Balazs Scheidler bazsi@balabit.hu
Tue, 7 Mar 2000 21:11:17 +0100


> >Probably the speed of your network is less than required. How fast are
> >you
> >sending those messages? syslog-ng can do with quite high loads (2G logs
> >a
> >day), but it still cannot widen your network bandwidth. Note that log
> >connections in syslog-ng (e.g. a log statement) is not flowcontrolled.
> >This
> >means that messages are continously read even if they have not yet been
> >flushed to the destination. The reason behind this is to prevent
> >syslog-ng
> >to become the bottleneck. 
> >
> 
> I don't think we have been quite clear on the nature of the problem.  We
> are sending messages at a very high rate over a named pipe to the local
> syslog-ng, and these messages are being forwarded via tcp to a remote
> machine, and also are logged in a local file.  Our network is switched 100
> Mbps, and the machines at each end are 450 MHz and 600 MHz Intel Pentium
> III with 3Com 3c905B NICs.  It seems unlikely that our network is the
> problem.
> 
> The exact sequence of events is that our program is started which makes
> 100000 log entries in a tight loop.  After the program exits, the local
> log file has all 100000 entries, but the remote log file has only about
> 25000 entries.  No amount of waiting increases the number of entries in
> the remote log.  The entries in the remote log are not sequentially
> numbered.  For example, they skip from 95432 to 96109.  The intervening
> log entries are simply dropped.  This is why we believe the problem is in
> syslog-ng.
> 
> At any rate it is possible that James has found the problem.  Apparently
> the return value of write is not being corretly interpreted when zero
> bytes were written.  Perhaps James will have a patch soonish.

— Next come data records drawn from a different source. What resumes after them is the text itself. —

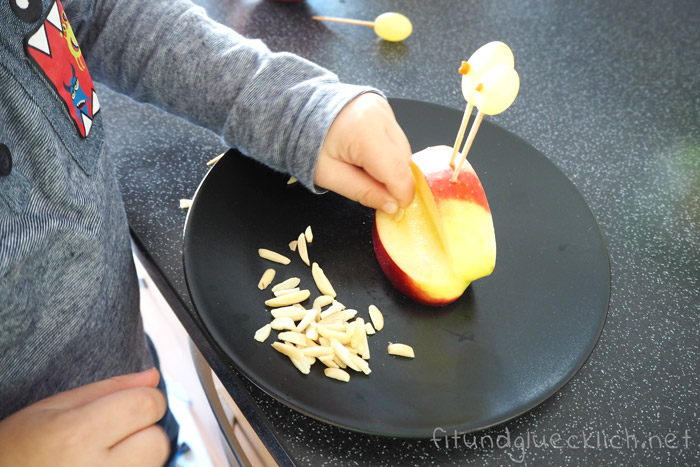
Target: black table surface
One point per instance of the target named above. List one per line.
(610, 93)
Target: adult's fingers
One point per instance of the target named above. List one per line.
(148, 447)
(352, 182)
(85, 394)
(117, 416)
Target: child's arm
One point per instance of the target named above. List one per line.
(275, 107)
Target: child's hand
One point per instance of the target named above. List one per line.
(366, 156)
(108, 423)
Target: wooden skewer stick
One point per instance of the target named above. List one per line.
(344, 20)
(460, 134)
(468, 144)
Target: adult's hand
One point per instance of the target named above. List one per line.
(107, 423)
(366, 156)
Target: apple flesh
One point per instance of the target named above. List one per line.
(445, 238)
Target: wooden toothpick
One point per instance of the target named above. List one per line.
(460, 134)
(468, 145)
(344, 20)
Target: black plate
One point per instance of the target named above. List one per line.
(512, 341)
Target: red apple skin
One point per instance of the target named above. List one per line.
(467, 187)
(399, 278)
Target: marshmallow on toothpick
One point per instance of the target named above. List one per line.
(492, 95)
(486, 57)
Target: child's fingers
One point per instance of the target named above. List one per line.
(354, 183)
(388, 161)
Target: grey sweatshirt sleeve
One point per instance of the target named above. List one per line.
(276, 107)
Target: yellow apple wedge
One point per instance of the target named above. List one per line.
(445, 239)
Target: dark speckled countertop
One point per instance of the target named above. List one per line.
(610, 92)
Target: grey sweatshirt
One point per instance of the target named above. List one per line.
(68, 293)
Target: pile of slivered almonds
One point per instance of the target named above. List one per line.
(335, 336)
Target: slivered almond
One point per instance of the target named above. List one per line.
(216, 159)
(321, 301)
(282, 323)
(401, 350)
(337, 373)
(279, 293)
(289, 299)
(286, 284)
(357, 333)
(292, 337)
(377, 318)
(309, 235)
(288, 350)
(335, 306)
(312, 333)
(340, 337)
(302, 365)
(317, 351)
(343, 354)
(273, 256)
(263, 333)
(266, 279)
(293, 312)
(328, 359)
(322, 282)
(309, 318)
(303, 251)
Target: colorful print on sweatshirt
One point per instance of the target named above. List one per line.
(55, 51)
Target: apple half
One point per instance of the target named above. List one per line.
(445, 238)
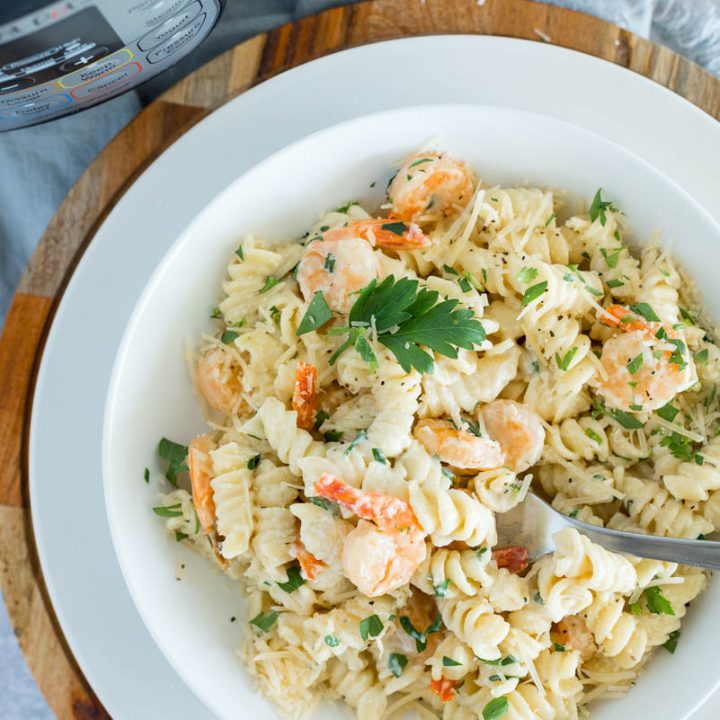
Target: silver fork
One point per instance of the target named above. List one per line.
(533, 522)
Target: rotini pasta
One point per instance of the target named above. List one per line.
(378, 390)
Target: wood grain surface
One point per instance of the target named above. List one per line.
(155, 128)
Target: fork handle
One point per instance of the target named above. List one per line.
(700, 553)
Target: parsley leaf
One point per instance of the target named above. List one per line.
(294, 581)
(175, 454)
(657, 603)
(397, 663)
(598, 208)
(405, 318)
(263, 621)
(533, 292)
(527, 275)
(497, 708)
(317, 314)
(370, 627)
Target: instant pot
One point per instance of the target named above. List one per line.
(64, 57)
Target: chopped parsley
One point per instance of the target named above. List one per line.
(668, 412)
(229, 336)
(294, 581)
(406, 318)
(440, 589)
(633, 367)
(533, 293)
(671, 643)
(168, 510)
(564, 362)
(317, 314)
(362, 435)
(175, 454)
(264, 621)
(397, 663)
(270, 283)
(420, 638)
(611, 258)
(370, 627)
(598, 208)
(527, 275)
(644, 310)
(701, 357)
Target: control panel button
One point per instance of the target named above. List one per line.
(83, 59)
(40, 107)
(177, 41)
(161, 10)
(107, 82)
(16, 84)
(32, 95)
(97, 69)
(162, 33)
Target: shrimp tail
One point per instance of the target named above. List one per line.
(304, 401)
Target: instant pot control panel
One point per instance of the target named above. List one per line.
(74, 54)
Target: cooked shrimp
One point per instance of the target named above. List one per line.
(645, 366)
(217, 380)
(378, 556)
(513, 558)
(383, 233)
(459, 448)
(519, 431)
(310, 566)
(430, 182)
(305, 395)
(573, 632)
(444, 688)
(200, 467)
(337, 268)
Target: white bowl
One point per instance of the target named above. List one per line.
(150, 394)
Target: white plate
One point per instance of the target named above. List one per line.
(279, 199)
(116, 653)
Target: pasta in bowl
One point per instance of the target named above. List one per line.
(375, 391)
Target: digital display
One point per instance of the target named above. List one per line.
(56, 50)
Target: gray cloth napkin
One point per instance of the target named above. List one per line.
(39, 165)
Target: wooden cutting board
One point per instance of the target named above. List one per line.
(154, 129)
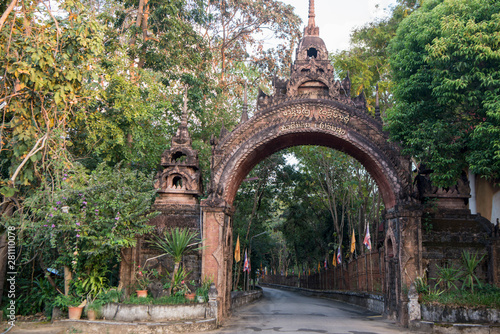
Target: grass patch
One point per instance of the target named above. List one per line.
(484, 296)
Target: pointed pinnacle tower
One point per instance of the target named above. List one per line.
(311, 29)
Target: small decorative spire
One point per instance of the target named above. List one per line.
(311, 29)
(244, 114)
(377, 105)
(184, 109)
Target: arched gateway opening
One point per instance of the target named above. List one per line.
(312, 108)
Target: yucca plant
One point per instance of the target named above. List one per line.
(447, 277)
(471, 262)
(175, 243)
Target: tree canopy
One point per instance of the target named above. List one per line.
(446, 82)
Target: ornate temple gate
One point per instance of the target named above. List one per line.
(312, 108)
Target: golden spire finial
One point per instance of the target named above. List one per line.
(311, 29)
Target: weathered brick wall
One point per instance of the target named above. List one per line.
(183, 216)
(444, 239)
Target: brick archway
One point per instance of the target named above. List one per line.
(310, 108)
(306, 121)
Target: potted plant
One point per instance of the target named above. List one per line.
(184, 289)
(94, 305)
(175, 243)
(142, 281)
(72, 304)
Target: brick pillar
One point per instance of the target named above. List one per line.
(404, 227)
(217, 250)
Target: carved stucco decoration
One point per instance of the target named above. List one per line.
(317, 121)
(181, 180)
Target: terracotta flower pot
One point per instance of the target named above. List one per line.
(142, 293)
(91, 314)
(189, 296)
(75, 312)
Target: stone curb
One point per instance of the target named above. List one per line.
(453, 328)
(119, 327)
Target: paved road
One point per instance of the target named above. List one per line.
(290, 312)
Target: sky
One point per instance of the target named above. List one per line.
(337, 18)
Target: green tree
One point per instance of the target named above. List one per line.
(81, 220)
(367, 59)
(445, 63)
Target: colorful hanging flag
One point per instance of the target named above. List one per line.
(246, 264)
(367, 241)
(237, 252)
(353, 243)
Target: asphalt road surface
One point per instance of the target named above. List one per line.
(289, 312)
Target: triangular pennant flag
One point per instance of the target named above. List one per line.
(367, 241)
(237, 251)
(246, 264)
(353, 243)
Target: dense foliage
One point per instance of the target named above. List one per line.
(322, 197)
(91, 84)
(445, 63)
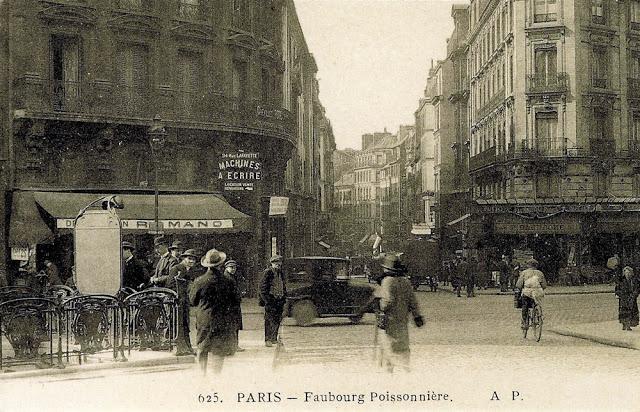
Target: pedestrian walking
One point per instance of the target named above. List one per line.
(133, 274)
(506, 273)
(231, 271)
(397, 301)
(180, 277)
(470, 277)
(273, 293)
(216, 298)
(165, 263)
(627, 291)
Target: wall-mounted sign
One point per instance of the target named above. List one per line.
(142, 224)
(240, 170)
(20, 253)
(278, 205)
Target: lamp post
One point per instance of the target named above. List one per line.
(157, 135)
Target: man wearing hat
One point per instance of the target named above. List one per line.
(178, 279)
(133, 274)
(231, 271)
(215, 297)
(273, 293)
(166, 262)
(397, 302)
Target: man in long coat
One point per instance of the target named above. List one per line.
(273, 293)
(215, 297)
(397, 301)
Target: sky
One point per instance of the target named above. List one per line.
(373, 59)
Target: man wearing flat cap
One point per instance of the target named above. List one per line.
(133, 273)
(215, 297)
(273, 294)
(179, 278)
(166, 262)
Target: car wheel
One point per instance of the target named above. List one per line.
(304, 312)
(355, 319)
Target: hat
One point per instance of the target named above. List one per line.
(275, 258)
(160, 241)
(190, 253)
(213, 258)
(177, 244)
(392, 264)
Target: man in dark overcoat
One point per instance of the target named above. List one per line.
(215, 297)
(273, 293)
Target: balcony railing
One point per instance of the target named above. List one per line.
(133, 5)
(545, 17)
(599, 83)
(634, 87)
(602, 148)
(66, 96)
(192, 10)
(545, 83)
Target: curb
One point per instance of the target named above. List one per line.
(596, 339)
(175, 360)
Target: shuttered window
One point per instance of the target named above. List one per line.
(189, 81)
(133, 78)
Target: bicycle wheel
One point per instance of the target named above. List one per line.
(525, 327)
(537, 321)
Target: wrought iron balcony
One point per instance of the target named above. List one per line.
(66, 96)
(602, 148)
(634, 87)
(547, 83)
(192, 10)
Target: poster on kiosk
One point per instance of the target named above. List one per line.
(98, 251)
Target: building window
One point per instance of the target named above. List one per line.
(545, 10)
(189, 81)
(634, 14)
(133, 78)
(546, 133)
(597, 11)
(65, 73)
(599, 72)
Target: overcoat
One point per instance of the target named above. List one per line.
(215, 298)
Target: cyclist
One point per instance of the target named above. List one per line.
(532, 284)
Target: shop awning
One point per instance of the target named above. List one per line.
(197, 213)
(458, 220)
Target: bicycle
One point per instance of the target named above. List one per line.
(534, 320)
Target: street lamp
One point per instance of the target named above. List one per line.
(157, 135)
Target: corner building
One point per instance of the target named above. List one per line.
(81, 81)
(553, 114)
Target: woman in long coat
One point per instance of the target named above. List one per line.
(397, 301)
(627, 290)
(216, 298)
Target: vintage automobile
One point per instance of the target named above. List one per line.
(322, 287)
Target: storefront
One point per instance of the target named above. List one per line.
(41, 224)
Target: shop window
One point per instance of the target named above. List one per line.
(599, 69)
(597, 11)
(65, 71)
(544, 11)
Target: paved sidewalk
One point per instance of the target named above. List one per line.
(551, 290)
(251, 340)
(607, 333)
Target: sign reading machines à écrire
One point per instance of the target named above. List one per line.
(239, 170)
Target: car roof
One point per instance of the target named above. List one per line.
(317, 258)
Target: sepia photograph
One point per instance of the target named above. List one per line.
(319, 205)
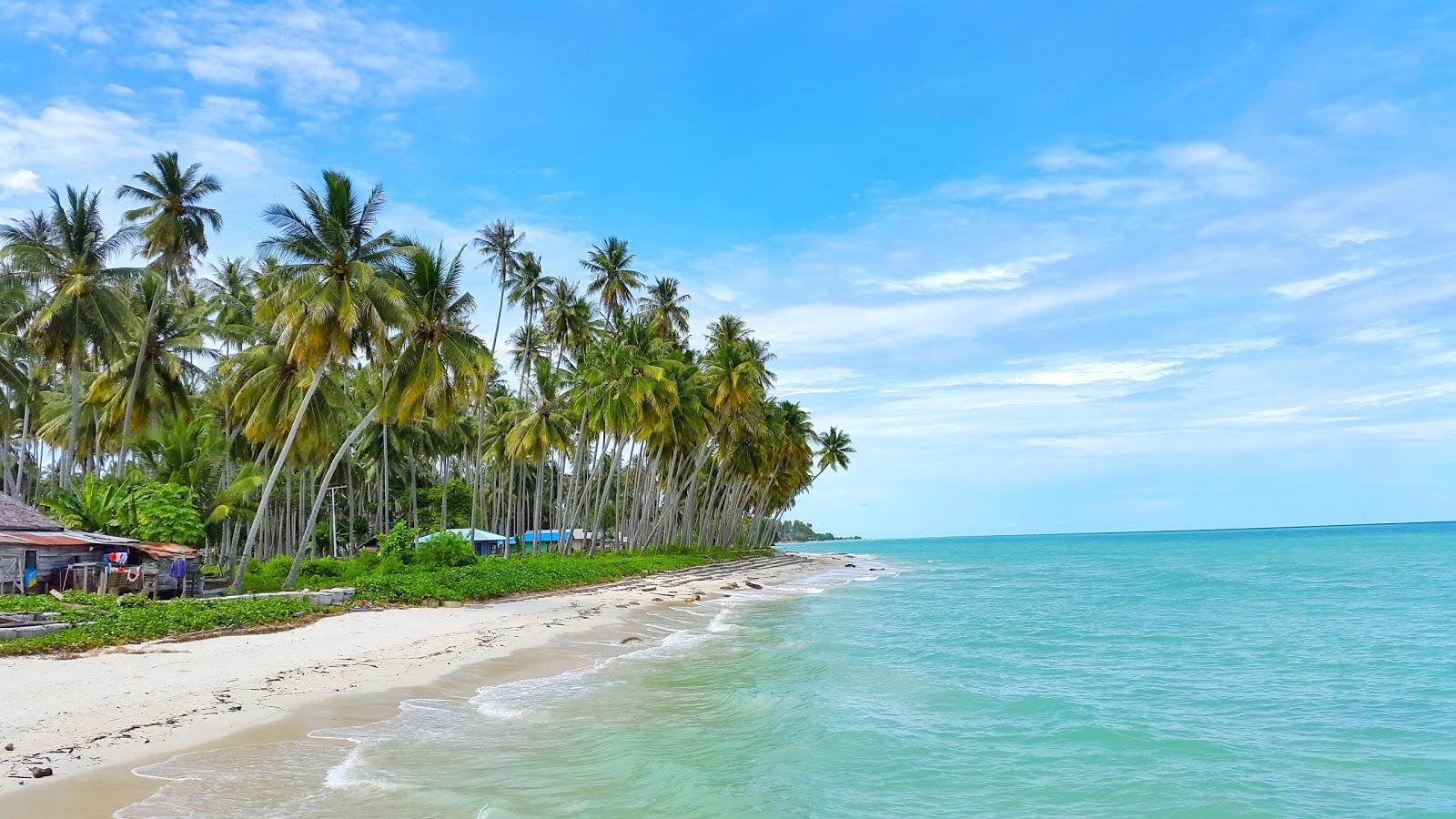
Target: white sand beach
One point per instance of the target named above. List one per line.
(120, 705)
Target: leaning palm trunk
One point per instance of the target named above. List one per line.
(273, 479)
(76, 414)
(536, 522)
(136, 379)
(324, 490)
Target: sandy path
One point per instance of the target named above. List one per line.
(138, 702)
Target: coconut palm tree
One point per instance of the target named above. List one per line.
(542, 428)
(834, 450)
(341, 300)
(613, 280)
(172, 227)
(233, 295)
(568, 321)
(497, 242)
(666, 309)
(70, 251)
(439, 366)
(153, 372)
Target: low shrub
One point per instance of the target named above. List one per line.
(494, 577)
(444, 550)
(133, 618)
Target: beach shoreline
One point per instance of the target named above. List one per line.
(94, 719)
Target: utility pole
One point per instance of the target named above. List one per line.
(334, 519)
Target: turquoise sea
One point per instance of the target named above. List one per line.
(1273, 672)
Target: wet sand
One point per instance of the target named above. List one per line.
(95, 719)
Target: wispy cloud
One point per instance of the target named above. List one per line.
(1138, 368)
(1308, 288)
(1155, 175)
(1353, 237)
(310, 51)
(1006, 276)
(1429, 392)
(19, 181)
(814, 380)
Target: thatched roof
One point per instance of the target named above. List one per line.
(16, 516)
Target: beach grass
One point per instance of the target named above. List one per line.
(101, 620)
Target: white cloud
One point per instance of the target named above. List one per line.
(1006, 276)
(1089, 372)
(841, 329)
(222, 111)
(1429, 392)
(320, 51)
(1388, 332)
(1138, 368)
(1157, 175)
(814, 380)
(1308, 288)
(1069, 157)
(22, 181)
(1353, 237)
(46, 18)
(1216, 167)
(721, 293)
(1361, 116)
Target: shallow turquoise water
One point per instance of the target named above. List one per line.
(1286, 672)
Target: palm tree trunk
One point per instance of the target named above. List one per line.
(541, 479)
(324, 490)
(76, 413)
(136, 376)
(444, 493)
(500, 310)
(273, 479)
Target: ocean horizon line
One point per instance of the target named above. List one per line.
(1140, 531)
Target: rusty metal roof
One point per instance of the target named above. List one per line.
(62, 538)
(162, 551)
(19, 518)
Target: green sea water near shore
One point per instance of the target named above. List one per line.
(1276, 672)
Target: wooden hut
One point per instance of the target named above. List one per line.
(38, 554)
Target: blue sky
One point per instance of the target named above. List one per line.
(1053, 267)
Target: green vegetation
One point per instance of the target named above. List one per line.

This can also be caused by the garbage collection phase of syslog-ng. Some
time is spent in the garbage collector and during this period /dev/log is
not read, if /dev/log is a unix-dgram device, some messages may be lost here.

Garbage collection thresholds can be set via the gc_idle_threshold and
gc_busy_threshold directives in the options statement, like this:

options { gc_busy_threshold(10000); gc_idle_threshold(30); };

The number you give here is when to start garbage collection (how many
objects were allocated). I think you should try increasing busy threshold to
prevent syslog-ng to go into gc while in bursts.

To see whether this is the real cause of the problem, run syslog-ng with
-dv, and check "Garbage collecting while {idle,busy}" messages.

-- 
Bazsi
PGP info: KeyID 9AF8D0A9 Fingerprint CD27 CFB0 802C 0944 9CFD 804E C82C 8EB1
     url: http://www.balabit.hu/pgpkey.txt